In a generalized CPM transmitter, a data stream of binary pulses, (pulses assuming the values of +1 and -1) are passed through a GMSK premodulation filter. The filtered data is then applied to a gain controlled amplifier, with the output being the modulated baseband signal, and finally to a voltage controlled oscillator (VCO) with a free-running carrier frequency. The VCO produces a frequency modulated RF carrier signal centered at .function..sub.c, with its instantaneous frequency following the filtered baseband signal.
The advantages of CPM make it suited to transmission over mobile radio channels. Successful high-speed data transmission over a mobile radio channel requires, however, a combination of modulation parameters for which the transmission of the CPM modulated carrier signal does not exceed the FCC spectral requirements. This provides for reliable detection of the transmitted data message. Also required is a reliable means of extracting an accurate timing reference from the analog baseband signal as supplied by the FM receiver, and a reliable means of estimating the data message correctly.

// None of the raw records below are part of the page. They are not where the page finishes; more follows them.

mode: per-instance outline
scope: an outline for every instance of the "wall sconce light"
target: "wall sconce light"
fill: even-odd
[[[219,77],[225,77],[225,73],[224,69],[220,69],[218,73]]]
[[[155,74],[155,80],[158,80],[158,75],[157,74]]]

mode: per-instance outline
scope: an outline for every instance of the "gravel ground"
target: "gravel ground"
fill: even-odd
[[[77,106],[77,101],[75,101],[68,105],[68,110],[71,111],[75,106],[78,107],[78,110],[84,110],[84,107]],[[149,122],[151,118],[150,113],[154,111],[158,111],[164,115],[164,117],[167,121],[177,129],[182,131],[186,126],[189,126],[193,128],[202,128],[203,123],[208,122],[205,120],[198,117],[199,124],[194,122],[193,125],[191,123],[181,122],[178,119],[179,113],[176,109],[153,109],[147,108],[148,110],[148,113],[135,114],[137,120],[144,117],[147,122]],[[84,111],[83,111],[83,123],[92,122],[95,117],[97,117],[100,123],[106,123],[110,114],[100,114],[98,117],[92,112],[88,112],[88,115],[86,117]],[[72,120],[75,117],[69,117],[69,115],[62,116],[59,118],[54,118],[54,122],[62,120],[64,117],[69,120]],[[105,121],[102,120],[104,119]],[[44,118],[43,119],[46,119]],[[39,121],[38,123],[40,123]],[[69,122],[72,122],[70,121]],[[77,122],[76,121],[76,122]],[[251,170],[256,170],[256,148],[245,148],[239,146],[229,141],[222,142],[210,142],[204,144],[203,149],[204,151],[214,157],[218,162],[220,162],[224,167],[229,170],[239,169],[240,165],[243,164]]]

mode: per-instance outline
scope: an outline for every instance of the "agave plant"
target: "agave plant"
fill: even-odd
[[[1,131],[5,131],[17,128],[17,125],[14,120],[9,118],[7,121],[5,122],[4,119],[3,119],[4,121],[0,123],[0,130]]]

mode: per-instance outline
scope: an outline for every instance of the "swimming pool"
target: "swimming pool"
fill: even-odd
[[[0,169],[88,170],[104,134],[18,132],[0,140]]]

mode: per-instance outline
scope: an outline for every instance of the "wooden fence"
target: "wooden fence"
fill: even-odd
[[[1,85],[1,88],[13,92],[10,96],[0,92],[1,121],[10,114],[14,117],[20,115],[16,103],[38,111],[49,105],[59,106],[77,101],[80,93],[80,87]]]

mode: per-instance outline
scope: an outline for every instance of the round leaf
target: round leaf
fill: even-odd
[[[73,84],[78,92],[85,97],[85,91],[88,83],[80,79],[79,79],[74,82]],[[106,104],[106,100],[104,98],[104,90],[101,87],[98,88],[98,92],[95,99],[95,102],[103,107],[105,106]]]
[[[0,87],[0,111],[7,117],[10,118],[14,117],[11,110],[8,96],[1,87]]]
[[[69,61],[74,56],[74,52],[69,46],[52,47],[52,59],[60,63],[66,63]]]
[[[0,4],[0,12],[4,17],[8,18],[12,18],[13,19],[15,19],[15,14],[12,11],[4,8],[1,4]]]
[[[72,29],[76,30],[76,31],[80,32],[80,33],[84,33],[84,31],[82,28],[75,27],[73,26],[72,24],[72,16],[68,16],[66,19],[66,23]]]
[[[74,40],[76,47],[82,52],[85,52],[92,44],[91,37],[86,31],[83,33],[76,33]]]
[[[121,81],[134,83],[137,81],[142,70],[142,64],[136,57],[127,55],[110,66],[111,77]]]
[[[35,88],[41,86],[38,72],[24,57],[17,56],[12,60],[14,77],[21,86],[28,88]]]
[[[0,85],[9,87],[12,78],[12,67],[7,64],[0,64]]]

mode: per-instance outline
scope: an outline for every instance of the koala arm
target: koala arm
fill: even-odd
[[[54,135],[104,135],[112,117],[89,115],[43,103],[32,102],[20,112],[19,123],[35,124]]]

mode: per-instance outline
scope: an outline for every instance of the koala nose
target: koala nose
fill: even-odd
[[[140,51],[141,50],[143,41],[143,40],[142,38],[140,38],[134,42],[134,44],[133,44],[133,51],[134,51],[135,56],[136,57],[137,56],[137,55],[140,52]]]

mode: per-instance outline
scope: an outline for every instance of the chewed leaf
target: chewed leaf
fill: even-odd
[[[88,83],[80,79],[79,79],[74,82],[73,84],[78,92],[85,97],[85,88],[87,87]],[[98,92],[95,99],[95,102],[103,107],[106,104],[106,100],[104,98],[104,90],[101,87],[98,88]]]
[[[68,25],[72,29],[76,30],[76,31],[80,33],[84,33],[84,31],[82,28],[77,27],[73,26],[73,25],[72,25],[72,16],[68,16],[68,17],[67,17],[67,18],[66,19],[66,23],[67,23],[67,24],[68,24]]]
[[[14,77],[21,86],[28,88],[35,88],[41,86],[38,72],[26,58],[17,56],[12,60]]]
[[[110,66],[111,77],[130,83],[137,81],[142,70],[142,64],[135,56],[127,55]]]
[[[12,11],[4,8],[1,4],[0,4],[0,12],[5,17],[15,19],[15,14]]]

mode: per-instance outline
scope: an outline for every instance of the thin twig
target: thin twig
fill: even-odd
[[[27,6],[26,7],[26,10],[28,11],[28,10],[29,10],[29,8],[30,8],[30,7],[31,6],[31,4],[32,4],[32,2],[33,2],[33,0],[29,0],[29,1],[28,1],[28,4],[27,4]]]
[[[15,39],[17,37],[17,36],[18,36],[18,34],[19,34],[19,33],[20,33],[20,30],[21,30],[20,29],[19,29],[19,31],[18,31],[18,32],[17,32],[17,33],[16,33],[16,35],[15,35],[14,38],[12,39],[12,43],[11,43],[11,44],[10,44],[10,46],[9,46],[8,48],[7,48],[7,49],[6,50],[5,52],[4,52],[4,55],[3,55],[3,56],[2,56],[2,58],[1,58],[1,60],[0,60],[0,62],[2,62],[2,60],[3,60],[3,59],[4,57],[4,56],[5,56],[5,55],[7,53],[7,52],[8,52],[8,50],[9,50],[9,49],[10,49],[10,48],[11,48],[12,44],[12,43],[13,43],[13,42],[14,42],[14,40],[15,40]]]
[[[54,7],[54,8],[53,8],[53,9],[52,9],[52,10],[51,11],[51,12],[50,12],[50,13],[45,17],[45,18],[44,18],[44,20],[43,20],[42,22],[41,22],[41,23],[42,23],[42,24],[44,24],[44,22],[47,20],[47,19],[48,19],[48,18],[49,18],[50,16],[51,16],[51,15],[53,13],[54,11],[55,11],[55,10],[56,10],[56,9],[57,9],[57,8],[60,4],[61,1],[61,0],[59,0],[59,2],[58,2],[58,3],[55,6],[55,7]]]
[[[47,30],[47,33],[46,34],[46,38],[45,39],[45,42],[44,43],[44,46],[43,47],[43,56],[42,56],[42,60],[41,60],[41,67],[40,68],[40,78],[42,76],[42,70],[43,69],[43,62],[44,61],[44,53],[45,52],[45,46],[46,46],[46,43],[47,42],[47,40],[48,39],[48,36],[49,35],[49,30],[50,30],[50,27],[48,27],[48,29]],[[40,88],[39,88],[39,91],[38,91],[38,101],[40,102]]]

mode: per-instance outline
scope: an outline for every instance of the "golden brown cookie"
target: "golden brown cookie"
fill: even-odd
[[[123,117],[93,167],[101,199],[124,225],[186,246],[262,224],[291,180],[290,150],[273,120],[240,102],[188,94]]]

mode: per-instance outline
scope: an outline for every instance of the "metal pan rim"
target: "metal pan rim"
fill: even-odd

Among the members of the CPM family, GMSK possesses the additional advantage of flexibility. It is actually a subclass of CPM signals. By varying parameters such as noise bandwidth of the premodulation filter, GMSK becomes almost identical to other CPM modulation schemes. For example, with a normalized noise bandwidth of 0.2, the GMSK signal is almost identical to the Tamed FM signal. A GMSK modem is thus capable of handling other CPM signals, whereas the reverse is not necessarily true.
There is, therefore, a need for a reliable GMSK-based transmission system for digital data, especially on the mobile radio channels, that meets FCC spectral requirements with minimum hardware complexity for cost-effectiveness, and yet that preserves the flexibility of a GMSK modem which can be easily adaptable to other CPM modulation schemes.